What’s in it for me? An inspiring story of activism, bravery, and pride.

The American gay rights movement has come a long way. In the 1950s, 15 states included homosexuality under their “sexual psychopath” laws. Police officers could judge for themselves what that entailed and indefinitely confine the people they arrested. Gay sex acts were illegal in all 50 states. By contrast, gay people today have the right to marry. It’s progress, undeniably, but it needs to be contextualized.

The movement began as a strident pushback against state violence – a full-scale assault not only on the laws that targeted gay and lesbian people, but on gender norms, wars, and the mistreatment of racial and ethnic minorities. The Stonewall uprising marked a major turning point. From its aftermath sprung a group called the Gay Liberation Front, who rejected the class structure that most Americans denied existed. They were out and proud, signaling a new era of gay: uncompromising and unapologetic.

The people depicted in these summaries each took their own path from childhood to New York-based activism. Representing only six facets of the gay movement, which is as colorful and diverse as the rainbow itself, their unique journeys are an informative and inspiring example for fellow travelers.

Book Summary: Stonewall - The Definitive Story of the LGBTQ Rights Uprising that Changed America

In these summaries, you’ll learn

  • why the Stonewall Inn’s reputation among gay people in New York was decidedly mixed;
  • how the gay rights movement used humor as a weapon; and
  • what Beat poet extraordinaire Allen Ginsberg had to say about the riots.

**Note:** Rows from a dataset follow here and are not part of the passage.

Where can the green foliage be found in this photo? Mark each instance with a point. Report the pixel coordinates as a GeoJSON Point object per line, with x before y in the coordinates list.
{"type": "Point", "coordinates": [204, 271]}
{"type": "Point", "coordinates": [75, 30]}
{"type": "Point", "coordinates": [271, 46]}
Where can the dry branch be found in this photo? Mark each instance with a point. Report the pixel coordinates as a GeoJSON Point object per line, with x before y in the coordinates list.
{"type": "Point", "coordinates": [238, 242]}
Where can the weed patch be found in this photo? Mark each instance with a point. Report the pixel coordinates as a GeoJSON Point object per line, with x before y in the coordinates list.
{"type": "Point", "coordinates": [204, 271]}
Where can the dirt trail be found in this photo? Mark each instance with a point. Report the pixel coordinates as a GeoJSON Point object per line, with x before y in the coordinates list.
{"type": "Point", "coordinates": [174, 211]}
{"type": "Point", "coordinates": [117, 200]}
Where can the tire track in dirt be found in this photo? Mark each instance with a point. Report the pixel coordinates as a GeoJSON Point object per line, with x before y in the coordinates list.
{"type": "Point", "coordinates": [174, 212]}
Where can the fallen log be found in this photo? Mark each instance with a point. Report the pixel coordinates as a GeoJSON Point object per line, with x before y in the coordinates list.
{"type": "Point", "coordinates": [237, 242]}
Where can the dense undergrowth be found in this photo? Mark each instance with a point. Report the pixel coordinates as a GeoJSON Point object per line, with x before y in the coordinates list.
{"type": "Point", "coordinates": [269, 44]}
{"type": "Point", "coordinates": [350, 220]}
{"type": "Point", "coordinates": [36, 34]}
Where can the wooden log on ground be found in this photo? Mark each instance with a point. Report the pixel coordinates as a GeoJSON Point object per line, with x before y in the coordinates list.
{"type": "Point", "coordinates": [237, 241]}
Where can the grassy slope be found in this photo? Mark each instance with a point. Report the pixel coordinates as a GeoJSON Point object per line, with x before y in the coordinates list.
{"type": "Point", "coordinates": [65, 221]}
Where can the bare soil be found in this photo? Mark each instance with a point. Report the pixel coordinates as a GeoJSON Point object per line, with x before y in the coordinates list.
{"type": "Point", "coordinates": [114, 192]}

A sense of identity was forged in childhood.

Craig will never forget the day in 1947 when his mother, a struggling divorcée, drove him to the home for troubled boys outside of Chicago. He was six, and terrified. Despite the initial fear, Craig remembers his years there fondly – not least for the sometimes erotic friendships that developed between the boys. Sex play was common enough that even the nonsexual boys would walk the grounds holding hands. Craig came to see sex between males as natural.

Yvonne was raised in Brooklyn by an outspoken Black woman who wasn’t afraid to stand up for what was right. Yvonne had her mother’s spirit, too: she refused to be baptized at age 12 because she didn’t believe in God. She also felt confident in her sexuality – at age 13 she announced at the dinner table that she was a lesbian. Her parents pretended that they hadn’t heard her.

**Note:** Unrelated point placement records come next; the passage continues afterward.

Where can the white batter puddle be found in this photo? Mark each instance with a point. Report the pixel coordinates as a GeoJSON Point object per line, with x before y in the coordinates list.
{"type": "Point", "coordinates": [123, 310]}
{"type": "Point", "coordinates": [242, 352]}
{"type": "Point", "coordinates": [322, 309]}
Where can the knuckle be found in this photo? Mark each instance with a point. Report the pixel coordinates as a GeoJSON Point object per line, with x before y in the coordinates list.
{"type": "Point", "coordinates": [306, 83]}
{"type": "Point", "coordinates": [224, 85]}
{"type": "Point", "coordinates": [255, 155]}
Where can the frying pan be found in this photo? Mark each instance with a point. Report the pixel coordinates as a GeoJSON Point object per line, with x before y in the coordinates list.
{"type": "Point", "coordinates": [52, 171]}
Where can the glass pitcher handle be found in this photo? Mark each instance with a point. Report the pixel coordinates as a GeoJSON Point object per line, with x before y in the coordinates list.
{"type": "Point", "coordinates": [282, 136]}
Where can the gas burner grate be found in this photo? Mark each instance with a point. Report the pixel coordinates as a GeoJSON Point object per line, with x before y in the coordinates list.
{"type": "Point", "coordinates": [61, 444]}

Karla’s parents were distant. Her primary role model was an aunt who had been a vaudeville singer and who drove a car – highly unusual for Brooklyn women in the 1950s. She also cursed like a sailor, told dirty jokes, and even played touch football with the boys. Karla, too, had no patience for traditional gender roles. She’d rather roughhouse in the street than play with the dolls her mother gave her.

Jim was a beautiful boy; he was even selected as a Gerber baby-food model. As a teen he became involved in politics, including a stint for anticommunist Senator Joseph McCarthy – something he later became deeply ashamed of. Campaigning required Jim to hitchhike across his hometown of Providence, Rhode Island. He quickly learned that in exchange for a blow job, men would happily drive him anywhere.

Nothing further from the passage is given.